The fact is that there is a limit between ease of use and control over a system
and I personally think that here is exceeded.
The chimera of helping the user is sometimes a double-edged sword that risks
taking away the freedom of choice.
To what extent is all this true? As always, the answer is: it depends.
Looking at the specific implementations, my consideration is the following.
In an approach like that of EnTT
, where everything is designed as a container
that can be used at any time and things like scheduling are left to the user,
having an explicit model is certainly more convenient. The alternative is to
accept a compromise on some aspects and to find the common factor between the
different solutions, that is, to work as if there were only tables under the
hood.
Conversely, in a model that takes over your loop, schedules tasks for you, and
is more greedy for information and more invasive in managing your data in
general, the problem moves to the other side of the border. Being explicit still
helps, but this matters internally and not leaks to the user, therefore a more
homogeneous API is possible, at the price of less control over the dynamics for
the user.
So, to sum up, I would agree to use a system that uses different storage and
makes them opaque to me if it also takes care of managing the scheduling, any
command queues or similar and the merge of my data where necessary. I couldn’t
accept it otherwise.
However, this means giving up control and (entirely personal opinion) isn’t
something I like very much, so I would opt for more API clarity which allows me
to get the most out of my skills (which are non-existent, but that’s another
point).
Conclusion
What you should take away from this super short and very intuitive analysis is
that the two models aren’t easily interchangeable or, at least, not that easy to
run together at full capacity and making the most of both. Just like other
models are not, especially if they offer such different characteristics in many
respects. This is particularly true in a design like that of EnTT
, which looks
like a simple container and doesn’t try to take over any aspect of the
application.
Personally (but of course everyone has their own opinion) I prefer to adopt a
model and exploit it to the full, knowing its pros and cons. I like less having
something hybrid in hand, which perhaps solves a problem I didn’t have on one
side but also introduces new and trickier ones on the other.

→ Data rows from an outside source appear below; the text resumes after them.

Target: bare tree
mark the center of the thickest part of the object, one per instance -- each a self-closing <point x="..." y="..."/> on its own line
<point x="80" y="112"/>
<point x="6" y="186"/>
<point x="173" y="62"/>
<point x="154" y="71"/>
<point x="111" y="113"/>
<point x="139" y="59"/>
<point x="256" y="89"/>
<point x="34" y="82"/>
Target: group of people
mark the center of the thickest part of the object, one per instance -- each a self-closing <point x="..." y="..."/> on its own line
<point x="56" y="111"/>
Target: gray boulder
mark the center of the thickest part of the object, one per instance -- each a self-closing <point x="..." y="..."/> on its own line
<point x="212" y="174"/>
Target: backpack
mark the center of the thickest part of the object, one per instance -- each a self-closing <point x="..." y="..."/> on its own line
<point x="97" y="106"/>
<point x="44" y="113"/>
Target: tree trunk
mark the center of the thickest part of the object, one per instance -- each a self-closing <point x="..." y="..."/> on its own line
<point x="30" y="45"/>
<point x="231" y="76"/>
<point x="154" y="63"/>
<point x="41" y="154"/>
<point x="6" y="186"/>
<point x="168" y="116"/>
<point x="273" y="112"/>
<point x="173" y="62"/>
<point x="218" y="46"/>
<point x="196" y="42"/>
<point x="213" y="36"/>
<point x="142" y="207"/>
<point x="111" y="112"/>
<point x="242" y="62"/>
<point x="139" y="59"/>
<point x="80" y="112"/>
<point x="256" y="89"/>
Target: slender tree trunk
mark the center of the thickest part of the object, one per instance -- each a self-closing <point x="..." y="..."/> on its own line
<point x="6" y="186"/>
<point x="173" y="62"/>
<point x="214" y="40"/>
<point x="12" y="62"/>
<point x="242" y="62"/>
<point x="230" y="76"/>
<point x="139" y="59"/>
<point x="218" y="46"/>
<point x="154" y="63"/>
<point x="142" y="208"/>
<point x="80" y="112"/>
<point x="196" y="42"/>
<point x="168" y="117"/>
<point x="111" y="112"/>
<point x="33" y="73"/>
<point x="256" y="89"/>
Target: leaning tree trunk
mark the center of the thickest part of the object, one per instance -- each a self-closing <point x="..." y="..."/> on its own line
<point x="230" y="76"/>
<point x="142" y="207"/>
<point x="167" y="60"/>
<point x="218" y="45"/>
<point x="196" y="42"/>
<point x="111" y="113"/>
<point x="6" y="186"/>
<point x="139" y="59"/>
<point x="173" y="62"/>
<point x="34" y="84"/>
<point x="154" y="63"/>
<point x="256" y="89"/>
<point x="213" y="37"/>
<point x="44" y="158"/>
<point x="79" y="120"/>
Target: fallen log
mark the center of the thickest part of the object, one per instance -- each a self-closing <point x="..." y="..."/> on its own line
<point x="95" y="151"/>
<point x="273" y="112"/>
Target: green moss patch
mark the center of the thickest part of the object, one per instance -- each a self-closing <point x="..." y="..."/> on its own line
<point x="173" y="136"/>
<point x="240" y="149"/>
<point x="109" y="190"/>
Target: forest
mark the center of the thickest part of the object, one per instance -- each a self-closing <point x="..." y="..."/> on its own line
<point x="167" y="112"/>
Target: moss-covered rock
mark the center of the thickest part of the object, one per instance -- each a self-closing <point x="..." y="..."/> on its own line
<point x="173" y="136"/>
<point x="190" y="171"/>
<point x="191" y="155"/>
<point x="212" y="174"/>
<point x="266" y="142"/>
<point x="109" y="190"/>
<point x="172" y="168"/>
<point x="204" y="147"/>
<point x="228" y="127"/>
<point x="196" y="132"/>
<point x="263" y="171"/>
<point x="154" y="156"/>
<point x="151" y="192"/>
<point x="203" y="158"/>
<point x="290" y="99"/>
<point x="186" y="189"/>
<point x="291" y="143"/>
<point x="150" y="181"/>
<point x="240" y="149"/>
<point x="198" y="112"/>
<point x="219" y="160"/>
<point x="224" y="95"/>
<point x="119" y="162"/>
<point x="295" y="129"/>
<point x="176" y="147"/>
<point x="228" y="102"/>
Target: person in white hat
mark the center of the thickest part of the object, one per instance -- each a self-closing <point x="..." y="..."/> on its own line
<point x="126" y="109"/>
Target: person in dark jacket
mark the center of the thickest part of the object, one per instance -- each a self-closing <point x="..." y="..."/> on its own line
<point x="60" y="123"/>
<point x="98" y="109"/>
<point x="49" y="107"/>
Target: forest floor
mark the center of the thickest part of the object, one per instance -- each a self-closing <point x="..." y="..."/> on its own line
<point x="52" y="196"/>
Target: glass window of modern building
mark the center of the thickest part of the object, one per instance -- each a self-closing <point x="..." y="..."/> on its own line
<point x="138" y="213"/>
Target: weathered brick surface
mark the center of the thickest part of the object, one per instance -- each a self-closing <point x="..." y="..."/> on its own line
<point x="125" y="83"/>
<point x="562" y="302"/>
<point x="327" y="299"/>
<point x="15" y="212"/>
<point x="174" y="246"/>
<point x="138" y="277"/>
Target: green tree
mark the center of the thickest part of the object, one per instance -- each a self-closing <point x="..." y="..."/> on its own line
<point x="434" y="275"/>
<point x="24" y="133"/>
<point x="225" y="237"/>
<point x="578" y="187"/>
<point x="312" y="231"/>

Groups are the only exception I’ve ever made to my rule. Because every rule has
its exception, right?
Let’s open the personal parenthesis that maybe someone is interested in but
that others can skip. I use groups in very specific cases, where I know that
their pros will benefit me and their cons don’t contrast with the use I make of
certain types. However, I use them in a very controlled way, never letting the
number and type of components involved get out of hand. This happens because I
want to continue to exploit the features (all feature!!) of a model that I
personally appreciate the most, without losing the benefits of a technique that,
in some cases, can give me something more.
Let me know that it helped
I hope you enjoyed what you’ve read so far.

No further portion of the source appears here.